Cost-push/market power is bad, about that there is no question. Unfortunately, while solving it in theory is very easy (get rid of the market power!), doing so in practice is messy. You have to directly address the problem, meaning that you’ll have to fight some business, labor group, country, or set of countries that really, really like having market power. If it’s one of the first two, they’ll line up their lawyers and economists and fight it out with the government’s. Who wins is an open question. Not that I am suggesting that we shouldn’t do this–we absolutely should, the survival of capitalism depends on making sure that accumulations of market power like this do not occur. They will because those greedy business people are also smart. But, we have to fight back. Unfortunately, there is no magic wand we can wave to make it all better. The only basic defense here is a general understanding on the part of citizens and their government that this is a constant problem, one for which we must remain vigilant. It’s funny that Americans, to whom democracy is supposedly such an important ideal, have very little trust for their democratically-elected government and yet at the same time have such faith in the market system. In terms of giving power to the people, it works just about as well as democracy: it’s not terrible, but it’s certainly not perfect. Keep a close eye on both.
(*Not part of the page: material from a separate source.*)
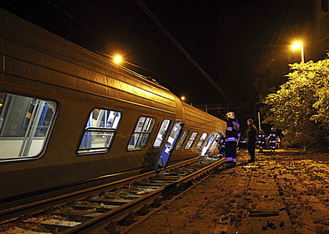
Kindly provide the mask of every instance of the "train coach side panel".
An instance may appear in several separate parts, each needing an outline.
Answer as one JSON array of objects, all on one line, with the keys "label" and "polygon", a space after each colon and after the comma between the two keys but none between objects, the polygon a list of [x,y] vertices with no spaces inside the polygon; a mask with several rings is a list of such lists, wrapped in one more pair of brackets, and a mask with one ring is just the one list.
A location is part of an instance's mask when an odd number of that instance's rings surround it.
[{"label": "train coach side panel", "polygon": [[195,146],[202,133],[205,133],[207,134],[206,138],[207,139],[210,134],[217,135],[219,132],[225,132],[226,129],[226,122],[185,103],[182,102],[182,104],[185,114],[185,125],[182,131],[185,130],[189,131],[188,137],[189,137],[193,132],[198,133],[198,135],[190,149],[184,148],[188,140],[186,139],[180,149],[176,149],[174,151],[169,164],[198,156],[206,142],[206,141],[204,141],[199,149],[195,149]]}]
Policies we actually employ
I entitled this post, “Inflation: What Really Causes It and What We Truly Have to Fear.” What I’ve said so far is that demand-pull inflation and cost-push/act of God are reasonable responses to economic stimuli but that cost-push/market power is all-around bad. However, my reference in “What We Truly Have to Fear” was not to market power, but to the Federal Reserve. In the US (and most other countries), policy does not follow what I’ve discussed above. Cost-push/market power inflation is almost completely ignored (maybe this is starting to turn around again, but since the 1980s we have had a very lax anti-trust attitude in the US) and it has been demand-pull inflation that has been made out to be the villain. The economists at the Fed see it as their job to force the US economy into recession when they see demand-pull inflation threatening–and they see all inflation as demand-pull. Hence, they act to stamp out expansions in response to the perfectly reasonable response of the market to increases in demand (I have a whole class in how they would have developed such a theory, but it’s a bit much for the blog).
If you are old enough to remember the early 1980s, you may recall the incredibly high interest rates. This was on purpose, a policy response of the Voclcker Fed to the inflation caused by OPEC. It caused the worst recession since the Great Depression (a title it only lost very recently!). Unemployment skyrocketed from 5.9% in 1979 to a peak of over 10% during 1982. This was all done on purpose in order to control inflation that they viewed as demand pull. It was, of course, not.